# Purchase Nikon parts?



## osirus (Nov 10, 2011)

Does anyone know if there is and place/ websitw where you can just order specific nikon parts?
My d700 took a spill, and i need a new bulb for the flash,and a new casing.
to get it repaired by nikon will be $500+ i was told by two camera shops.
they said its 95% labour costs.
So if i can order the parts, I can just fix it myself.
Question is, Is there a place i can order these parts?


----------



## 2WheelPhoto (Nov 10, 2011)

Here's one resource for parts that may help you: nikon d700 parts | eBay


----------



## KmH (Nov 10, 2011)

Since it wouldn't be a warranty repair, you don't have to send the camera to Nikon.

You don't show your location in your profile maiking it impossible for anyone to recommend a shop near you. There are independent repair shops around the country that are Nikon authorized repair facilities that can get Nikon parts.


----------



## KmH (Nov 10, 2011)

And on what Boca Photo page are the parts the OP needs?

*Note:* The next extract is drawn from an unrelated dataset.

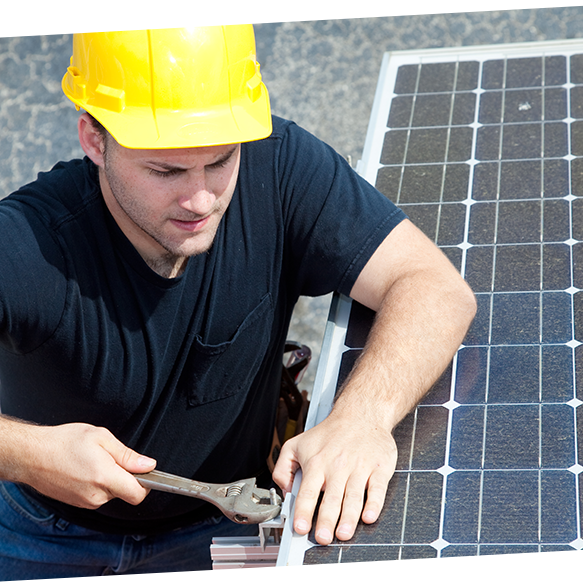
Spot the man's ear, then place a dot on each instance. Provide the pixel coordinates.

I don't think Boca Photo has that kind of parts.


----------



## osirus (Nov 11, 2011)

Im in st catharines ont canada

i see the 2 case parts i need on  ebay.
and i can find some flash bulbs on ebay that say for sb600
but i need to find what kind of bulb i need for the d700 onboard flash


----------



## perry1963 (Nov 23, 2011)

Try www.procamerarepair.com, they have alot of Nikon parts.


----------



## AbhijitGaba (Nov 23, 2011)

Hey guys, 
I recently bought a Nikon S8100 and I dropped it and broke the lens.Anyone know's what can be done to fix it ?


----------